Current issues of ACP Journal Club are published in Annals of Internal Medicine


Etiology

Violent death was not associated with cholesterol

ACP J Club. 1995 Jan-Feb;122:24. doi:10.7326/ACPJC-1995-122-1-024


Source Citation

Vartiainen E, Puska P, Pekkanen J, et al. Serum cholesterol concentration and mortality from accidents, suicide, and other violent causes. BMJ. 1994 Aug 13;309:445-7.


Abstract

Objective

To determine whether death from accidents, suicides, and other violent causes is associated with serum total cholesterol concentration.

Design

Cohort analytic study of data from 2 adult, randomly selected population samples.

Setting

Community study in Finland.

Participants

22 432 persons (baseline age range, 25 to 64 y in 1972 or 1977; 11 534 women) from 2 Finnish provinces were surveyed for risk factors for coronary heart disease, including serum cholesterol level. Information on 236 violent deaths was obtained from the national mortality register over the ensuing years.

Assessment of Risk Factors

A self-administered questionnaire comprising questions on socioeconomic and psychosocial factors, including smoking and alcohol use. For univariate analyses, participants were categorized as never-smokers, former smokers, and smokers and were assessed on a 7-point scale for alcohol use. For multivariate analyses, smoking was categorized as smoking or nonsmoking, and alcohol use was categorized as drinking alcohol more or less than once or twice a month. Physical measurements included height, weight, blood pressure, and serum total cholesterol concentrations. Persons were classified into 4 cholesterol categories: < 5.0 mmol/L; 5.0 to 6.49 mmol/L; 6.5 to 7.99 mmol/L; or ≥ 8.00 mmol/L.

Main Outcome Measures

Death from violent causes (i.e., death from causes other than disease) (International Classification of Diseases, 8th Revision, codes 800 to 999).

Main Results

Death from violent causes was not associated with total serum cholesterol concentration. Risk for violent death was associated with smoking among men and women (risk ratio [RR], 2.28 [95% CI, 1.65 to 3.14] and 2.25 [CI, 1.03 to 4.90], respectively) and with alcohol consumption among men (RR, 1.11; CI, 1.03 to 1.19). The association grew stronger with increased smoking and alcohol consumption.

Conclusions

No association was detected between death from violent causes and total serum cholesterol concentration. Smoking and alcohol were associated with violent death.

Sources of funding: Not stated.

For article reprint: Dr. E. Vartiainen, National Public Health Institute, Mannerheimintie 166, FIN-00300, Helsinki, Finland. FAX 358-0-4744-338.


Commentary

One of the more surprising controversies to emerge in the past 5 years about serum cholesterol is its possible inverse relation to nonillness mortality (death from suicide, accident, or violence) (1). In meta-analyses of primary prevention trials of cholesterol reduction, the association was initially shown as an excess of nonillness mortality. Investigators recently have sought to determine whether epidemiologic evidence indicates that a naturally low serum cholesterol concentration is a risk factor for suicide or accidental death and what mechanisms, if any, could explain this association.

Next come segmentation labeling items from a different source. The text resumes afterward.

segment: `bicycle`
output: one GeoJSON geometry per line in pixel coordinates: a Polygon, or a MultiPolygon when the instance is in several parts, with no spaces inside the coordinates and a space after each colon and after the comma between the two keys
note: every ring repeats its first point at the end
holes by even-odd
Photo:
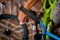
{"type": "MultiPolygon", "coordinates": [[[[48,32],[47,29],[46,29],[46,25],[41,20],[39,20],[35,15],[33,15],[32,12],[26,10],[23,6],[20,8],[20,10],[23,11],[26,15],[28,15],[31,19],[33,19],[37,24],[39,24],[42,27],[42,29],[44,30],[44,33],[43,33],[44,36],[48,35],[48,36],[50,36],[50,37],[52,37],[52,38],[54,38],[56,40],[60,40],[59,37],[57,37],[56,35],[48,32]]],[[[45,39],[43,39],[43,40],[45,40],[45,39]]]]}

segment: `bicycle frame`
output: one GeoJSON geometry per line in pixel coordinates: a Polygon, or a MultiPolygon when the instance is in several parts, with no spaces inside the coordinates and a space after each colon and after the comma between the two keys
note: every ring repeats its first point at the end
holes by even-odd
{"type": "MultiPolygon", "coordinates": [[[[55,3],[56,3],[56,1],[53,4],[50,2],[50,5],[55,5],[55,3]]],[[[44,8],[45,8],[45,5],[44,5],[44,8]]],[[[51,10],[52,10],[52,8],[53,8],[53,6],[51,6],[51,10]]],[[[44,30],[44,35],[48,35],[48,36],[50,36],[50,37],[52,37],[52,38],[54,38],[56,40],[60,40],[60,38],[58,36],[48,32],[47,29],[46,29],[46,25],[42,21],[39,21],[39,19],[35,15],[33,15],[33,13],[26,10],[24,7],[21,7],[20,10],[23,11],[26,15],[28,15],[31,19],[36,21],[42,27],[42,29],[44,30]]],[[[46,9],[46,11],[47,10],[48,10],[47,13],[49,13],[50,8],[46,9]]],[[[52,16],[50,16],[50,19],[52,19],[52,16]]]]}

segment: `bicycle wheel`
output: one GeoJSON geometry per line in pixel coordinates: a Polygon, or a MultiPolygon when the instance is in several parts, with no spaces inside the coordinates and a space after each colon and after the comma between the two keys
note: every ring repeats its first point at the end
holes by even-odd
{"type": "Polygon", "coordinates": [[[16,16],[0,15],[0,40],[27,40],[27,37],[26,25],[20,25],[16,16]]]}

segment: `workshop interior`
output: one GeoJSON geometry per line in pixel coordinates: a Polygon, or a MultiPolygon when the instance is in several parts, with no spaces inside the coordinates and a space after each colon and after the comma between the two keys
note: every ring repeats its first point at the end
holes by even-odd
{"type": "Polygon", "coordinates": [[[0,40],[60,40],[60,0],[0,0],[0,40]]]}

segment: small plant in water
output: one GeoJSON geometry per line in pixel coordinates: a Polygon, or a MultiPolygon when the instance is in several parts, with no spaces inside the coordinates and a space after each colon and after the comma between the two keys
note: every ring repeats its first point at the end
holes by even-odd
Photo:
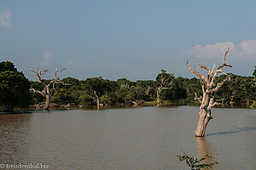
{"type": "Polygon", "coordinates": [[[209,156],[207,155],[207,157],[201,157],[201,158],[195,158],[195,157],[190,157],[188,156],[183,150],[183,156],[177,156],[180,162],[186,161],[186,164],[191,167],[191,170],[200,170],[200,169],[207,169],[210,167],[212,167],[216,164],[218,164],[217,162],[212,163],[202,163],[201,162],[204,160],[207,160],[210,158],[212,158],[212,156],[209,156]]]}

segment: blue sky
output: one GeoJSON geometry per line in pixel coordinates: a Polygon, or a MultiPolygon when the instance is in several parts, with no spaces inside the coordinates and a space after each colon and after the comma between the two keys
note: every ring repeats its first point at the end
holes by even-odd
{"type": "Polygon", "coordinates": [[[252,76],[256,1],[0,0],[0,60],[67,68],[61,77],[154,79],[161,69],[193,77],[187,60],[252,76]]]}

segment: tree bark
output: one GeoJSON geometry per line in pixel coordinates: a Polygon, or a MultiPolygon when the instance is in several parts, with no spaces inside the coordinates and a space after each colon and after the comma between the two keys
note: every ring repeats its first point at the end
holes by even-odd
{"type": "MultiPolygon", "coordinates": [[[[44,69],[42,71],[39,69],[39,67],[38,68],[37,71],[33,71],[31,69],[31,71],[34,73],[33,76],[35,78],[38,78],[38,82],[42,83],[44,86],[44,88],[42,91],[36,90],[32,88],[30,88],[31,91],[40,94],[41,95],[43,95],[45,98],[45,102],[44,102],[44,105],[43,108],[44,110],[49,110],[50,96],[53,95],[53,93],[51,94],[49,92],[49,87],[52,85],[53,91],[55,91],[55,83],[61,83],[63,85],[68,85],[68,84],[65,83],[64,82],[61,81],[60,77],[57,76],[57,72],[61,71],[63,70],[65,70],[65,68],[61,69],[61,70],[55,69],[55,78],[54,80],[50,81],[48,84],[46,84],[42,81],[41,76],[44,75],[48,71],[48,70],[44,69]]],[[[40,106],[40,105],[37,105],[37,109],[38,109],[39,106],[40,106]]]]}
{"type": "Polygon", "coordinates": [[[197,97],[195,94],[195,99],[198,100],[201,103],[200,110],[199,110],[199,119],[197,122],[196,129],[195,130],[195,135],[197,137],[204,137],[206,133],[207,126],[211,119],[212,119],[211,116],[211,108],[214,105],[218,105],[217,102],[214,102],[214,94],[216,92],[224,85],[226,81],[230,80],[230,75],[228,75],[224,72],[225,66],[232,67],[232,65],[226,65],[226,55],[229,53],[230,48],[226,51],[224,56],[223,64],[218,67],[215,71],[215,63],[213,65],[212,69],[211,70],[205,65],[196,62],[200,66],[195,67],[195,69],[205,69],[207,71],[207,75],[204,76],[195,70],[192,69],[189,65],[189,61],[187,61],[187,67],[200,78],[201,90],[203,96],[197,97]],[[215,85],[215,80],[218,73],[222,73],[227,77],[222,81],[222,82],[218,82],[215,85]]]}
{"type": "Polygon", "coordinates": [[[207,111],[205,109],[200,109],[197,127],[195,130],[195,135],[196,137],[205,136],[207,126],[212,118],[209,112],[210,110],[207,111]]]}
{"type": "Polygon", "coordinates": [[[100,109],[100,98],[99,98],[99,96],[97,95],[97,94],[96,93],[95,90],[93,91],[93,93],[94,93],[94,95],[96,97],[96,103],[97,103],[97,110],[99,110],[100,109]]]}

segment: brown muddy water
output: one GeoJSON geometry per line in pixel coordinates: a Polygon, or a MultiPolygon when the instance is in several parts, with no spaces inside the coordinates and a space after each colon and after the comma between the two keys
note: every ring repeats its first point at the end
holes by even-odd
{"type": "Polygon", "coordinates": [[[0,115],[0,164],[49,169],[189,169],[177,155],[212,156],[213,169],[256,169],[256,110],[212,109],[195,138],[198,106],[0,115]]]}

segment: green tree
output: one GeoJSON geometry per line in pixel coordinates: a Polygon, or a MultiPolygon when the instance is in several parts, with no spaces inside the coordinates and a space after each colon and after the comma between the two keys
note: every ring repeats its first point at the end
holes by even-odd
{"type": "Polygon", "coordinates": [[[0,63],[0,105],[3,111],[13,112],[16,107],[25,108],[31,103],[29,82],[10,61],[0,63]]]}
{"type": "Polygon", "coordinates": [[[173,74],[166,73],[166,71],[161,70],[161,72],[156,76],[156,99],[157,103],[162,105],[162,92],[170,90],[173,88],[173,74]]]}

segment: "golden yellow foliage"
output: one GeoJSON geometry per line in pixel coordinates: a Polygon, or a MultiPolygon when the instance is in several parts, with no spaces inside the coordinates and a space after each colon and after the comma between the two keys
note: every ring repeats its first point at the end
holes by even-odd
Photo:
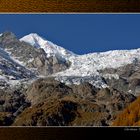
{"type": "Polygon", "coordinates": [[[140,97],[117,116],[113,126],[140,126],[140,97]]]}

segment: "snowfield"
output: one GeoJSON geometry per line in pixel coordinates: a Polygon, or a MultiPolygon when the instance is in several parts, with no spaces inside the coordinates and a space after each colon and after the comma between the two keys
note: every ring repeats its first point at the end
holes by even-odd
{"type": "MultiPolygon", "coordinates": [[[[2,34],[0,34],[0,36],[2,36],[2,34]]],[[[47,57],[56,55],[59,58],[70,61],[71,65],[68,69],[51,75],[55,77],[56,80],[66,84],[89,82],[98,88],[105,88],[108,85],[104,82],[104,78],[119,79],[119,75],[116,73],[102,74],[99,72],[100,70],[107,68],[117,69],[128,64],[136,64],[140,62],[140,48],[78,55],[63,47],[57,46],[36,33],[26,35],[22,37],[20,41],[29,43],[37,49],[42,48],[46,52],[47,57]]],[[[30,61],[33,60],[31,59],[30,61]]],[[[12,57],[8,50],[3,50],[1,47],[0,70],[0,80],[6,80],[7,75],[9,76],[8,79],[22,79],[23,72],[30,75],[30,70],[25,67],[23,62],[17,60],[16,57],[12,57]],[[7,68],[3,65],[6,65],[7,68]]],[[[12,81],[12,83],[14,82],[12,81]]]]}

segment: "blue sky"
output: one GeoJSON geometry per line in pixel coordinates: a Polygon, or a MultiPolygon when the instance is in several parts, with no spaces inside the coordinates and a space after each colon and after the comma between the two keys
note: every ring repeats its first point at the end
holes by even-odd
{"type": "Polygon", "coordinates": [[[77,54],[140,48],[140,14],[0,14],[0,32],[38,33],[77,54]]]}

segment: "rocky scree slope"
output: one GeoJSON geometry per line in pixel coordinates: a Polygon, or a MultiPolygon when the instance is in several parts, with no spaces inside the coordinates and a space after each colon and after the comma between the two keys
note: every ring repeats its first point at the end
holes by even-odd
{"type": "Polygon", "coordinates": [[[0,124],[111,125],[139,96],[139,58],[140,49],[76,55],[34,33],[2,33],[0,124]]]}

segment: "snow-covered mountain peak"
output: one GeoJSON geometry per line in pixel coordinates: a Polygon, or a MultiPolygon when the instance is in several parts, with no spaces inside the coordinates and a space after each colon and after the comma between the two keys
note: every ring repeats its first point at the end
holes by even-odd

The study by Vartiainen and colleagues is the latest contribution to the debate about this puzzling topic. The data do not support the hypothesis that persons with relatively low serum cholesterol concentrations have elevated nonillness mortality. Several caveats, however, should be recognized to put this new study into the proper context.

This Finnish study is the fourth observational study of cholesterol concentrations and nonillness mortality that had reasonable power to detect an association (i.e., at least 100 suicides and traumatic deaths); however, it is the first not to find a significant, inverse association (1). Second, Finland has one of the highest average cholesterol concentrations of any country; consequently, the cholesterol concentration of the low-cholesterol group in this study was substantially higher than that of low-cholesterol groups in other studies. Finally, the important clinical issue of whether cholesterol reduction increases the risk for death from suicide or trauma can only be resolved in randomized trials of cholesterol lowering.

At this point, research on the association between low or lowered cholesterol concentrations and nonillness mortality is not mature enough to permit conclusions or to discuss clinical implications. That same immaturity, however, makes it an exciting topic to study and follow.